The present study showed that SFCT was significantly thicker in the amblyopic eye than in fellow and normal control eyes, while CVD was comparable among all eyes. The results imply that choroidal blood flow with respect to total choroidal volume is lower in amblyopic eyes than in fellow and normal control eyes. A possible future direction of this work would be to investigate the ratio of choroidal vessels to total volume of the choroid in amblyopic eyes.

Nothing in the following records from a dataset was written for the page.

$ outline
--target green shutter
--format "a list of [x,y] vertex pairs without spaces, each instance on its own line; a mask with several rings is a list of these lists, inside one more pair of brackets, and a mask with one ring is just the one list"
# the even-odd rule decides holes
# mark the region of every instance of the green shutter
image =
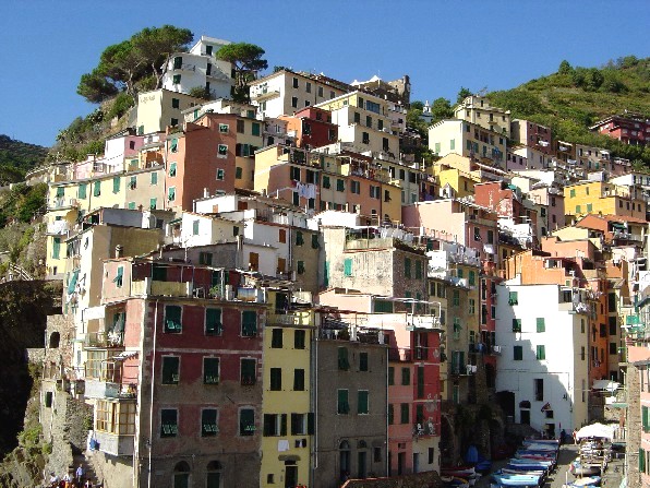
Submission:
[[257,312],[255,310],[244,310],[241,313],[241,335],[244,337],[257,335]]
[[165,332],[180,333],[182,332],[181,323],[181,307],[177,305],[168,305],[165,307]]
[[344,276],[352,276],[352,259],[346,258],[344,260]]
[[359,390],[357,392],[357,414],[368,414],[368,391],[366,390]]
[[221,335],[224,325],[221,323],[221,309],[205,309],[205,335]]

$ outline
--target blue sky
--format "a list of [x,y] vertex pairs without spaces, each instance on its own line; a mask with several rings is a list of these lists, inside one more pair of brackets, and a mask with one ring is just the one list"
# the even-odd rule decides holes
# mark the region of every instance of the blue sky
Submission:
[[272,68],[346,82],[409,74],[422,100],[454,100],[460,86],[510,88],[563,59],[650,56],[647,0],[14,0],[0,20],[0,133],[53,144],[95,108],[76,85],[104,48],[164,24],[257,44]]

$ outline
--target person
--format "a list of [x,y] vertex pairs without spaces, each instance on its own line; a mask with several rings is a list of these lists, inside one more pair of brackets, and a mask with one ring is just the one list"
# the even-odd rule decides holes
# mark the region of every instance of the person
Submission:
[[84,480],[83,480],[84,467],[81,464],[76,468],[75,475],[76,475],[76,483],[81,486],[84,483]]

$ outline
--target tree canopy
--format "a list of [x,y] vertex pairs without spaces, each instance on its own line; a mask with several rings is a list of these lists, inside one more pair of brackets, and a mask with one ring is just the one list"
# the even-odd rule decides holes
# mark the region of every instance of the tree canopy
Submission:
[[108,46],[91,73],[81,76],[76,93],[91,103],[127,92],[159,88],[172,53],[185,51],[194,35],[186,28],[146,27],[130,39]]
[[236,102],[249,102],[249,85],[257,73],[268,68],[266,59],[262,59],[265,51],[260,46],[249,43],[233,43],[222,46],[215,55],[217,59],[232,63],[234,70]]

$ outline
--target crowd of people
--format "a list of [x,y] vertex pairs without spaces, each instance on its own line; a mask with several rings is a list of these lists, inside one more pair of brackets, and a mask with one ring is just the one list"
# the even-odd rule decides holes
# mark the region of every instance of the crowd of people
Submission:
[[65,473],[63,476],[58,476],[55,472],[50,473],[48,486],[50,488],[93,488],[93,481],[85,479],[84,468],[80,464],[74,475]]

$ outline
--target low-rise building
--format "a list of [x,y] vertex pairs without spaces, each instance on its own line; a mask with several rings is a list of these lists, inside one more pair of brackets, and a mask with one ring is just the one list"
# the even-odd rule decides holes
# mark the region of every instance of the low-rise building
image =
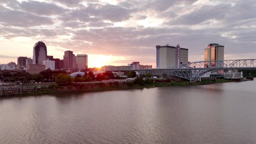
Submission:
[[152,65],[142,65],[140,62],[132,62],[128,64],[127,65],[114,66],[105,65],[103,67],[103,71],[118,71],[131,70],[138,70],[142,69],[152,68]]
[[29,64],[27,66],[26,71],[30,74],[38,74],[45,70],[45,65],[40,64]]
[[225,79],[239,79],[243,78],[243,71],[238,72],[238,70],[230,70],[224,73]]

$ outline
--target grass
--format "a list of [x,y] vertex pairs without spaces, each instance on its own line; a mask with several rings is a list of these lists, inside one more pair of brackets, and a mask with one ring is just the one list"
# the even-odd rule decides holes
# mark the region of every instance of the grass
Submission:
[[68,90],[61,91],[56,90],[52,89],[42,89],[38,90],[37,91],[33,91],[28,93],[24,93],[22,95],[27,95],[37,94],[63,94],[67,93],[74,93],[88,91],[111,91],[118,89],[133,89],[136,88],[144,88],[155,87],[159,86],[185,86],[185,85],[207,85],[215,83],[226,83],[234,82],[234,81],[230,80],[226,80],[223,79],[217,79],[216,81],[210,80],[204,80],[201,82],[190,82],[187,80],[180,81],[179,82],[155,82],[151,84],[145,84],[143,85],[136,84],[130,86],[120,86],[112,85],[109,87],[102,87],[97,88],[96,89],[82,89],[79,90]]

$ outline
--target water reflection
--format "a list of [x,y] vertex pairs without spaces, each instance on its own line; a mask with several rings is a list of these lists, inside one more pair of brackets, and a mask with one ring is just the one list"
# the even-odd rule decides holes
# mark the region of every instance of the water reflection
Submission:
[[254,143],[255,82],[1,98],[0,143]]

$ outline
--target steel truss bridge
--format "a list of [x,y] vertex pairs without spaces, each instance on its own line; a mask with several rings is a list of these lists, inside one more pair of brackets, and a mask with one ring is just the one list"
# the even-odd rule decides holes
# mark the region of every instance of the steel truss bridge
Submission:
[[210,71],[222,70],[256,69],[256,59],[202,61],[181,64],[177,67],[167,68],[124,70],[126,72],[136,71],[140,74],[150,73],[152,74],[170,75],[193,81]]

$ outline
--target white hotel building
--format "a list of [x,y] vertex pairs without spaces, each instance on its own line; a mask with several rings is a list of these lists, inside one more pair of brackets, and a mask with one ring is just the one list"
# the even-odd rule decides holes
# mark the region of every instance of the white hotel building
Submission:
[[[156,46],[156,68],[170,68],[177,66],[177,52],[176,47],[169,46]],[[188,59],[188,49],[180,48],[180,59],[178,63],[187,63]]]

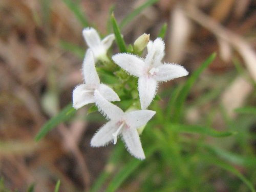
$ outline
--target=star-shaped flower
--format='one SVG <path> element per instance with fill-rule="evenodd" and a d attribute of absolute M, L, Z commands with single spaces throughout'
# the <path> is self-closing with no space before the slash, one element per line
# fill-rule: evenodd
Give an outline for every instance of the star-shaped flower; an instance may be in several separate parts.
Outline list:
<path fill-rule="evenodd" d="M 84 29 L 82 34 L 96 61 L 100 57 L 106 56 L 108 50 L 115 39 L 114 34 L 110 34 L 101 40 L 98 32 L 92 28 Z"/>
<path fill-rule="evenodd" d="M 115 144 L 117 137 L 121 135 L 129 152 L 138 159 L 144 159 L 145 155 L 137 129 L 146 125 L 156 112 L 141 110 L 124 112 L 118 107 L 106 101 L 98 91 L 95 91 L 94 94 L 99 109 L 110 121 L 94 135 L 91 145 L 104 146 L 112 140 Z"/>
<path fill-rule="evenodd" d="M 89 103 L 94 103 L 94 91 L 98 90 L 108 101 L 120 101 L 111 88 L 100 83 L 95 69 L 93 52 L 89 49 L 83 63 L 82 74 L 85 83 L 77 86 L 73 91 L 73 106 L 76 109 Z"/>
<path fill-rule="evenodd" d="M 164 43 L 158 38 L 150 41 L 145 59 L 127 53 L 112 57 L 116 63 L 131 75 L 139 78 L 138 89 L 141 108 L 147 108 L 157 89 L 158 83 L 167 81 L 188 74 L 182 66 L 174 63 L 162 63 L 164 56 Z"/>

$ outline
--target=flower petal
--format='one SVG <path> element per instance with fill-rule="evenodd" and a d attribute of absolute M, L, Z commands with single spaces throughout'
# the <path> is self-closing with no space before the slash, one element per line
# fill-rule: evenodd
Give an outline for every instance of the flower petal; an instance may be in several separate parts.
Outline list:
<path fill-rule="evenodd" d="M 95 68 L 95 63 L 92 51 L 89 49 L 87 52 L 82 64 L 82 72 L 84 81 L 87 84 L 99 84 L 100 81 Z"/>
<path fill-rule="evenodd" d="M 109 35 L 102 39 L 101 43 L 106 50 L 106 52 L 110 47 L 114 39 L 115 35 L 114 34 Z"/>
<path fill-rule="evenodd" d="M 131 75 L 136 77 L 142 76 L 145 70 L 143 60 L 135 55 L 120 53 L 112 57 L 115 62 Z"/>
<path fill-rule="evenodd" d="M 161 65 L 161 61 L 164 56 L 164 42 L 162 39 L 156 39 L 152 45 L 150 44 L 147 50 L 148 53 L 145 59 L 145 64 L 154 67 Z"/>
<path fill-rule="evenodd" d="M 101 147 L 108 145 L 113 140 L 112 133 L 118 128 L 116 122 L 111 121 L 99 129 L 91 140 L 92 147 Z"/>
<path fill-rule="evenodd" d="M 123 129 L 122 136 L 128 151 L 138 159 L 145 159 L 145 154 L 137 130 L 132 128 Z"/>
<path fill-rule="evenodd" d="M 141 110 L 125 113 L 124 118 L 130 127 L 138 128 L 146 124 L 156 114 L 156 111 Z"/>
<path fill-rule="evenodd" d="M 141 77 L 139 78 L 138 84 L 141 109 L 145 109 L 155 97 L 157 89 L 157 83 L 153 78 Z"/>
<path fill-rule="evenodd" d="M 109 101 L 120 101 L 118 95 L 110 87 L 101 83 L 98 87 L 98 90 L 101 95 Z"/>
<path fill-rule="evenodd" d="M 88 46 L 95 47 L 100 44 L 100 38 L 96 30 L 93 28 L 87 28 L 82 31 L 83 37 Z"/>
<path fill-rule="evenodd" d="M 181 65 L 177 64 L 164 64 L 158 66 L 154 78 L 157 81 L 167 81 L 178 77 L 186 76 L 188 72 Z"/>
<path fill-rule="evenodd" d="M 81 84 L 77 86 L 73 91 L 73 107 L 78 109 L 84 105 L 89 103 L 94 103 L 94 92 L 86 92 L 90 91 L 89 86 L 86 84 Z"/>
<path fill-rule="evenodd" d="M 146 45 L 146 49 L 147 50 L 147 53 L 150 52 L 151 50 L 151 48 L 152 48 L 152 46 L 153 45 L 153 41 L 150 41 Z"/>
<path fill-rule="evenodd" d="M 120 120 L 124 113 L 116 105 L 108 101 L 100 94 L 98 90 L 94 91 L 95 103 L 100 111 L 111 120 Z"/>

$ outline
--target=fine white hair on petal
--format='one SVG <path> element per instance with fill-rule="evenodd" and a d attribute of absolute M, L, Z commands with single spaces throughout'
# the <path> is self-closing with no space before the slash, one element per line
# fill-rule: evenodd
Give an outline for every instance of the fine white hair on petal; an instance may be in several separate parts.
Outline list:
<path fill-rule="evenodd" d="M 86 28 L 82 30 L 82 34 L 89 47 L 95 47 L 100 44 L 100 38 L 96 30 L 93 28 Z"/>
<path fill-rule="evenodd" d="M 188 75 L 183 66 L 175 63 L 164 63 L 158 66 L 154 78 L 159 82 L 169 81 Z"/>
<path fill-rule="evenodd" d="M 119 53 L 112 57 L 114 61 L 131 75 L 140 77 L 145 74 L 145 63 L 142 58 L 127 53 Z"/>
<path fill-rule="evenodd" d="M 106 51 L 110 47 L 114 40 L 115 40 L 115 35 L 114 34 L 109 35 L 102 39 L 101 43 Z"/>
<path fill-rule="evenodd" d="M 86 83 L 95 85 L 99 84 L 100 80 L 95 68 L 93 53 L 91 49 L 89 49 L 86 53 L 82 64 L 82 73 Z"/>
<path fill-rule="evenodd" d="M 157 82 L 153 78 L 141 77 L 139 78 L 138 86 L 141 109 L 146 109 L 155 98 Z"/>
<path fill-rule="evenodd" d="M 109 101 L 120 101 L 118 95 L 110 87 L 101 83 L 98 87 L 98 90 L 101 95 Z"/>
<path fill-rule="evenodd" d="M 89 103 L 94 103 L 95 100 L 93 92 L 83 92 L 90 90 L 90 86 L 86 84 L 77 86 L 73 91 L 73 107 L 78 109 Z"/>
<path fill-rule="evenodd" d="M 161 64 L 161 61 L 164 56 L 164 42 L 160 38 L 154 41 L 150 45 L 149 51 L 145 59 L 147 66 L 157 67 Z"/>
<path fill-rule="evenodd" d="M 128 151 L 136 158 L 144 159 L 145 154 L 137 130 L 132 127 L 123 129 L 122 136 Z"/>
<path fill-rule="evenodd" d="M 153 41 L 150 40 L 148 41 L 148 43 L 147 43 L 146 45 L 146 49 L 147 50 L 147 53 L 148 53 L 149 52 L 150 52 L 150 50 L 151 50 L 151 49 L 152 48 L 152 46 L 153 45 Z"/>
<path fill-rule="evenodd" d="M 146 125 L 155 114 L 156 111 L 149 110 L 133 111 L 125 113 L 124 118 L 129 126 L 137 128 Z"/>
<path fill-rule="evenodd" d="M 111 120 L 120 119 L 124 113 L 120 108 L 104 99 L 98 90 L 94 91 L 95 103 L 100 112 Z"/>
<path fill-rule="evenodd" d="M 109 144 L 113 139 L 112 133 L 117 129 L 116 122 L 111 121 L 100 128 L 91 140 L 92 147 L 102 147 Z"/>

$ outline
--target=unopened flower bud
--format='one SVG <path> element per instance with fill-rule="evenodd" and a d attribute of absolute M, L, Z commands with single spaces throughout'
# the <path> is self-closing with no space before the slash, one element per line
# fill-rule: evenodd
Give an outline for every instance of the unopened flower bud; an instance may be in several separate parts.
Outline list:
<path fill-rule="evenodd" d="M 134 52 L 140 53 L 146 46 L 150 41 L 150 34 L 145 33 L 140 36 L 134 42 Z"/>

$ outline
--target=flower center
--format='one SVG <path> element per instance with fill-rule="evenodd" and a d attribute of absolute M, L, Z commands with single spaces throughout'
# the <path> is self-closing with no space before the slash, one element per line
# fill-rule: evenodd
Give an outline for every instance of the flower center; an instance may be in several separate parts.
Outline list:
<path fill-rule="evenodd" d="M 157 68 L 153 67 L 150 70 L 148 71 L 151 75 L 153 76 L 156 75 L 156 73 L 157 73 L 159 71 L 159 69 Z"/>
<path fill-rule="evenodd" d="M 118 127 L 118 129 L 117 129 L 117 130 L 114 133 L 112 133 L 113 139 L 114 139 L 114 144 L 115 145 L 116 144 L 116 142 L 117 141 L 117 135 L 118 135 L 118 133 L 119 132 L 122 130 L 122 128 L 123 127 L 123 126 L 124 125 L 124 122 L 122 123 L 122 124 L 120 125 L 119 127 Z"/>

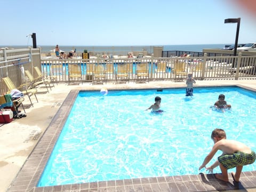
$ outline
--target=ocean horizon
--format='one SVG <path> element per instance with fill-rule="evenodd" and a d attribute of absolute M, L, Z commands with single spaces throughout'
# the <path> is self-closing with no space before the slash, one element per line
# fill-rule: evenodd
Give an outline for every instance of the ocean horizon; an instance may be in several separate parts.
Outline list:
<path fill-rule="evenodd" d="M 184 51 L 193 52 L 202 52 L 204 49 L 222 49 L 226 45 L 231 45 L 230 44 L 195 44 L 195 45 L 135 45 L 135 46 L 70 46 L 59 45 L 60 49 L 64 52 L 68 52 L 76 49 L 77 52 L 83 52 L 84 50 L 87 50 L 88 51 L 106 51 L 108 50 L 114 49 L 115 51 L 138 51 L 149 50 L 150 47 L 154 46 L 163 46 L 163 51 Z M 0 45 L 0 47 L 8 47 L 9 49 L 24 49 L 28 47 L 33 47 L 33 45 Z M 54 45 L 37 45 L 42 47 L 42 51 L 43 53 L 51 52 L 55 48 Z"/>

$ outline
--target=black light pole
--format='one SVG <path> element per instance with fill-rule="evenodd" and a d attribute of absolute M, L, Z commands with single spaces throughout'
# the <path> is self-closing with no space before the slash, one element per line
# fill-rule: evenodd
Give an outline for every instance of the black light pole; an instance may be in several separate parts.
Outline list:
<path fill-rule="evenodd" d="M 238 36 L 239 36 L 239 29 L 240 28 L 240 20 L 241 18 L 232 18 L 232 19 L 226 19 L 225 23 L 237 23 L 236 27 L 236 41 L 235 41 L 235 48 L 234 50 L 234 56 L 236 56 L 236 51 L 237 50 L 237 43 L 238 42 Z M 232 67 L 235 67 L 235 58 L 233 60 L 233 63 L 232 64 Z"/>

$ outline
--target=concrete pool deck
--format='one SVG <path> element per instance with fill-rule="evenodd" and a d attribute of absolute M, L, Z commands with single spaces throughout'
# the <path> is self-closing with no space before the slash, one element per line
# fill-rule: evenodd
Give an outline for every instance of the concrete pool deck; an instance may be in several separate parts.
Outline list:
<path fill-rule="evenodd" d="M 256 90 L 256 81 L 254 79 L 197 80 L 194 86 L 214 85 L 239 85 Z M 49 125 L 51 124 L 49 128 L 54 125 L 53 124 L 54 124 L 55 122 L 52 122 L 52 120 L 56 119 L 58 117 L 57 120 L 59 121 L 60 118 L 60 117 L 65 117 L 68 115 L 68 114 L 65 114 L 65 110 L 62 111 L 64 114 L 61 113 L 59 109 L 61 106 L 62 106 L 61 108 L 63 107 L 62 104 L 65 99 L 71 101 L 74 99 L 72 97 L 66 99 L 70 91 L 95 90 L 99 91 L 102 87 L 109 90 L 185 88 L 186 83 L 184 82 L 173 82 L 171 81 L 150 82 L 149 83 L 145 84 L 131 83 L 127 84 L 117 85 L 108 83 L 107 85 L 92 85 L 89 83 L 84 83 L 83 85 L 68 85 L 67 83 L 62 83 L 59 84 L 58 85 L 55 85 L 55 87 L 52 87 L 52 91 L 50 92 L 50 93 L 45 93 L 46 90 L 44 87 L 39 87 L 38 89 L 39 93 L 37 95 L 39 102 L 36 103 L 35 99 L 33 99 L 33 101 L 36 102 L 34 103 L 34 107 L 25 108 L 27 116 L 21 119 L 14 119 L 10 123 L 3 124 L 0 126 L 1 135 L 0 138 L 1 149 L 0 151 L 1 192 L 7 190 L 10 191 L 104 191 L 105 190 L 111 191 L 116 190 L 128 191 L 130 190 L 142 191 L 161 191 L 161 190 L 162 191 L 220 191 L 220 190 L 231 190 L 234 189 L 231 175 L 229 175 L 230 182 L 227 184 L 217 181 L 214 178 L 211 177 L 211 175 L 206 174 L 142 178 L 118 180 L 116 182 L 112 181 L 45 188 L 35 188 L 35 186 L 28 187 L 30 186 L 29 183 L 33 182 L 36 182 L 37 181 L 29 180 L 29 174 L 30 173 L 24 172 L 23 170 L 25 168 L 28 169 L 29 172 L 35 172 L 35 170 L 32 170 L 34 169 L 33 166 L 27 167 L 28 165 L 27 164 L 28 161 L 27 162 L 26 161 L 28 157 L 29 157 L 31 162 L 31 158 L 33 157 L 31 153 L 32 151 L 33 153 L 35 153 L 34 149 L 37 145 L 41 137 L 42 138 L 40 142 L 44 141 L 43 139 L 44 139 L 45 136 L 47 135 L 46 132 L 48 132 L 49 130 L 47 129 Z M 76 91 L 73 91 L 73 92 L 75 92 Z M 25 97 L 25 106 L 28 105 L 29 101 L 26 97 Z M 215 101 L 212 101 L 213 102 Z M 66 109 L 68 110 L 68 108 L 70 108 L 70 106 L 66 105 Z M 58 113 L 57 113 L 57 112 Z M 58 115 L 60 116 L 58 117 Z M 55 126 L 57 127 L 58 125 L 56 124 Z M 61 129 L 61 127 L 58 128 Z M 46 129 L 47 131 L 45 131 Z M 45 133 L 44 137 L 42 137 L 44 133 Z M 47 138 L 49 139 L 49 138 L 50 137 L 48 137 Z M 51 140 L 49 142 L 52 142 L 53 139 L 50 139 Z M 39 145 L 38 144 L 35 149 L 38 148 L 39 146 Z M 45 150 L 45 148 L 41 149 Z M 38 151 L 37 156 L 44 155 L 44 151 Z M 47 159 L 44 161 L 47 161 Z M 26 164 L 24 164 L 25 162 Z M 35 163 L 35 165 L 38 164 L 37 162 Z M 19 172 L 21 168 L 23 172 L 22 171 Z M 41 167 L 41 169 L 43 169 L 43 168 Z M 23 179 L 21 180 L 21 178 Z M 10 185 L 11 187 L 9 187 Z M 239 187 L 240 188 L 243 188 L 244 191 L 255 191 L 256 172 L 243 173 L 241 177 L 241 185 Z"/>

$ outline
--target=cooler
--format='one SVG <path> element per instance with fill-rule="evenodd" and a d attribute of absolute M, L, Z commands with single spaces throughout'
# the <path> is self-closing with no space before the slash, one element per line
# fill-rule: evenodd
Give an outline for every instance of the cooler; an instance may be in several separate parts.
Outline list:
<path fill-rule="evenodd" d="M 13 119 L 13 113 L 11 110 L 0 111 L 0 123 L 10 123 Z"/>

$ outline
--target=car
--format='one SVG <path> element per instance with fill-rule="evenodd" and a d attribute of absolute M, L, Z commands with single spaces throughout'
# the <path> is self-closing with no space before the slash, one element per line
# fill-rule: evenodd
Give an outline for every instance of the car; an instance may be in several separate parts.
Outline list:
<path fill-rule="evenodd" d="M 249 43 L 242 47 L 237 48 L 237 51 L 256 51 L 256 43 Z"/>
<path fill-rule="evenodd" d="M 237 48 L 238 47 L 242 47 L 244 46 L 245 45 L 245 44 L 239 44 L 237 45 Z M 230 45 L 229 47 L 224 47 L 222 49 L 225 50 L 234 50 L 235 49 L 235 45 Z"/>

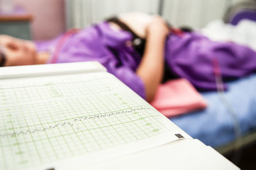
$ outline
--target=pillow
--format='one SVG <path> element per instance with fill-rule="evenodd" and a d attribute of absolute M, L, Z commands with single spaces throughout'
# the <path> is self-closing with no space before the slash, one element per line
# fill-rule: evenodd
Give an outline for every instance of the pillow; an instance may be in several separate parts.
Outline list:
<path fill-rule="evenodd" d="M 172 80 L 161 84 L 150 104 L 168 118 L 207 107 L 203 96 L 185 79 Z"/>

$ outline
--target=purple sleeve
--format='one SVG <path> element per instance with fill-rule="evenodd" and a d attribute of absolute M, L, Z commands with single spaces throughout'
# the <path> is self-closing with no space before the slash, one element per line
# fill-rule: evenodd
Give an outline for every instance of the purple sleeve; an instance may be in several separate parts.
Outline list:
<path fill-rule="evenodd" d="M 60 53 L 57 63 L 99 61 L 107 68 L 108 72 L 145 98 L 143 82 L 136 74 L 134 69 L 129 66 L 118 66 L 118 59 L 108 49 L 104 40 L 95 27 L 89 27 L 66 43 Z"/>

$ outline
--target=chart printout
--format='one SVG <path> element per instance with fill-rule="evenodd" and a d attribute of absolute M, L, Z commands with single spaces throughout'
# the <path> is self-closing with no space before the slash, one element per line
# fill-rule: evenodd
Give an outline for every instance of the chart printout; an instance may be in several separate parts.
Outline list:
<path fill-rule="evenodd" d="M 177 130 L 105 72 L 0 80 L 0 169 L 35 167 Z"/>

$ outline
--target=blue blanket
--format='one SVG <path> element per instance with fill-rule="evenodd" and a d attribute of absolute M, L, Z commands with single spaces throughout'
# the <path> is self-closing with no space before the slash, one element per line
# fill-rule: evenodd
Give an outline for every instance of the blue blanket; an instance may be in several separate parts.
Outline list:
<path fill-rule="evenodd" d="M 256 75 L 228 83 L 227 100 L 236 111 L 242 134 L 256 129 Z M 218 147 L 235 139 L 232 115 L 216 92 L 202 93 L 208 107 L 172 118 L 175 124 L 207 145 Z"/>

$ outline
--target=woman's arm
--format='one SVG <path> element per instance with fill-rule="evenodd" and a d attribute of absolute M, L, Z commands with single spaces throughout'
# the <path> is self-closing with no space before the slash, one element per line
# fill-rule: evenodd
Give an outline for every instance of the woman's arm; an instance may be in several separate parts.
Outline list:
<path fill-rule="evenodd" d="M 147 27 L 145 53 L 136 74 L 144 82 L 146 99 L 150 102 L 155 96 L 164 70 L 164 42 L 168 29 L 160 17 L 154 17 Z"/>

Several limitations should be considered when interpreting the findings of the present study. First, the sample size was small. A further study of a larger number of patients with detailed classifications of the degree and type of amblyopia will need to be undertaken to validate our findings. Second, CVD could only be assessed in a 3 × 3-mm localized area centered on the fovea. This was due to the large difference in thickness between the center and periphery of the choroid, making it difficult to capture the same depth of vascular structure in the center and periphery if the analyzed area of the en-face image flattened with Bruch's membrane is expanded.